W&L’s Tim Lubin Awarded Two Grants for Research The fellowships will support 18 months of research and writing on Hindu law.
Washington and Lee University Professor of Religion Timothy Lubin has received a $60,000 National Endowment for the Humanities (NEH) Fellowship and a $75,000 American Council of Learned Societies (ACLS) Fellowship for his project “Appropriations of Indian Dharma and Law on the Peripheries.” The fellowships will support 18 months of research and writing, including a substantial amount of time abroad, starting in the summer of 2020. The results will appear in a book tentatively entitled “The Authority of the Brahmins.”
The project is a long-range study of the development and spread of classical Hindu law and the role of the Brahmin caste in that process. “The story begins in what was known in ancient India as the ‘middle country’ — roughly, the plains around the Ganges valley,” said Lubin. “Brahmins, responding to the challenge posed by the Buddhist monks and other ascetic orders, adapted by reconfiguring their professional status as a form of ‘asceticism in the world.’ At the same time, they proposed elaborate theories of law, polity and society that earned them patronage from rulers and other elite groups.”
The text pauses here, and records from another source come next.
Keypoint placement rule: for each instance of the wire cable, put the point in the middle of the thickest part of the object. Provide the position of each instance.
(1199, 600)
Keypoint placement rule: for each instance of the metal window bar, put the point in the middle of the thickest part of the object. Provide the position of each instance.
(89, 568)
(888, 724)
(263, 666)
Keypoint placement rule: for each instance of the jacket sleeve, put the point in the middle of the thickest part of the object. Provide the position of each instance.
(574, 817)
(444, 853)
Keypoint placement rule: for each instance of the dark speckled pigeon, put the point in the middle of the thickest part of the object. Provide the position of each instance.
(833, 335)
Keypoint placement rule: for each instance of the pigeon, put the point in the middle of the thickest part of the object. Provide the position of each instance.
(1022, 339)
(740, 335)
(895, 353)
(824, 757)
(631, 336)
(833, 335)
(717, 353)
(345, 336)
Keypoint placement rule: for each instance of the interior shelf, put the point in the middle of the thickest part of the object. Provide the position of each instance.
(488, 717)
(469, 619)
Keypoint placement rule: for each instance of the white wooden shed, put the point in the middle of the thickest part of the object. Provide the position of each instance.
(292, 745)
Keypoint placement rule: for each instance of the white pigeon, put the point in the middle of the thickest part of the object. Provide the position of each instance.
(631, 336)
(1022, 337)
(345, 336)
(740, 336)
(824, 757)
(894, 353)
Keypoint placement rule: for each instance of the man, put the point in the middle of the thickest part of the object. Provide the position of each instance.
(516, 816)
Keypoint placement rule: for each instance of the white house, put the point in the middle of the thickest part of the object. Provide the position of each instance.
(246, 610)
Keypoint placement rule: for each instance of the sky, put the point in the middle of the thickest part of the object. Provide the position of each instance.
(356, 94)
He added, “Their initial success was repeated in many regions on a widening periphery from around 500 CE onward: in Nepal, in South India and in Southeast Asia, where classical north Indian ideas interacted with local cultural patterns to produce distinctive regional variants.”
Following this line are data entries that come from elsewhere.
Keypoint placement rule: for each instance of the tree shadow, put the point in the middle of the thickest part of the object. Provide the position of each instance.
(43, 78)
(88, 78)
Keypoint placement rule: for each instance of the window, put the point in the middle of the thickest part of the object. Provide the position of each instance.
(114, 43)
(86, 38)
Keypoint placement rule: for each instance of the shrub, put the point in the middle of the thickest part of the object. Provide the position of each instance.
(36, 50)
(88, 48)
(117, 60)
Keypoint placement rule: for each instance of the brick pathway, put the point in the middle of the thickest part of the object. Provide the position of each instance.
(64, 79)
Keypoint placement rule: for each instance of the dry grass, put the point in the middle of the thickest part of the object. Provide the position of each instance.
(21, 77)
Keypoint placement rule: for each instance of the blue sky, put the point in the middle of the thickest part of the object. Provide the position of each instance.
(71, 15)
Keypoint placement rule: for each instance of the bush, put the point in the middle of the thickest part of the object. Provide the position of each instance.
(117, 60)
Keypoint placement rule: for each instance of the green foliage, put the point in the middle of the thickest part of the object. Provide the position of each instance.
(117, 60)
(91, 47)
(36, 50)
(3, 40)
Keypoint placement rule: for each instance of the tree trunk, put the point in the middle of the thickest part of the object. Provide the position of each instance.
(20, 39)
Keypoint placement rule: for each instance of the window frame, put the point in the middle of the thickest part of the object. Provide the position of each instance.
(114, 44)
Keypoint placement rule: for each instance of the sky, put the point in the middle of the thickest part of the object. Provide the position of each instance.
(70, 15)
Lubin’s work during both fellowships also contributes to an international collaboration, the DHARMA Project (ERC no. 80994). He is studying the development of a legal literature in Old Javanese that was inspired by the Indian Hindu model but mainly consisted of Javanese customary law.
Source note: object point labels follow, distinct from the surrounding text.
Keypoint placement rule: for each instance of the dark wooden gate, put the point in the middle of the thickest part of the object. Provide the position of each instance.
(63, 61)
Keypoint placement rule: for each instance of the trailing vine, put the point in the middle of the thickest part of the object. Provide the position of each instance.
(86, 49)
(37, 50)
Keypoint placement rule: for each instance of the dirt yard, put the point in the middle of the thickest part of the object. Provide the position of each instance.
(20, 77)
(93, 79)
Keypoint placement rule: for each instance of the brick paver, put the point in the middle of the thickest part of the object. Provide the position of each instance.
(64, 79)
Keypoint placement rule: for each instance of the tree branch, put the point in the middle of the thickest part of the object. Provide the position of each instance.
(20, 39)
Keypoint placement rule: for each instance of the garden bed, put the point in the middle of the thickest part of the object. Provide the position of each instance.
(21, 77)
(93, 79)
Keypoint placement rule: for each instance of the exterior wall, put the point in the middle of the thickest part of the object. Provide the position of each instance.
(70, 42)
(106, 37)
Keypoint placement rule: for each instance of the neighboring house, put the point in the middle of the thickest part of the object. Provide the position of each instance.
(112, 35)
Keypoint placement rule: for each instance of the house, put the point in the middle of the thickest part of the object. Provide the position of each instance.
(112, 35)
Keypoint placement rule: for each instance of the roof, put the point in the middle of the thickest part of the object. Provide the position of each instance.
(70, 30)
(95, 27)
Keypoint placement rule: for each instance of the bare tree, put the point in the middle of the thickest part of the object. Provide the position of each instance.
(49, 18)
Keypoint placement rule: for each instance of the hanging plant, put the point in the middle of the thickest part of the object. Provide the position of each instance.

This research offers a case study of how a decentralized religious group found ways to interweave religious and secular modes of authority over a long history and in diverse cultural contexts. It holds lessons for understanding the intersections of religion, the state and social status.
Once travel restrictions ease, Lubin plans to spend substantial periods in Paris, Indonesia and South India.
Formed a century ago, ACLS is a nonprofit federation of 75 scholarly organizations. As the preeminent representative of American scholarship in the humanities and related social sciences, ACLS holds a core belief that knowledge is a public good.
NEH fellowships support cultural infrastructure projects, advanced scholarly research, humanities exhibitions and documentaries, and the preservation of historical collections. Any views, findings, conclusions or recommendations expressed in this article do not necessarily represent those of the National Endowment for the Humanities.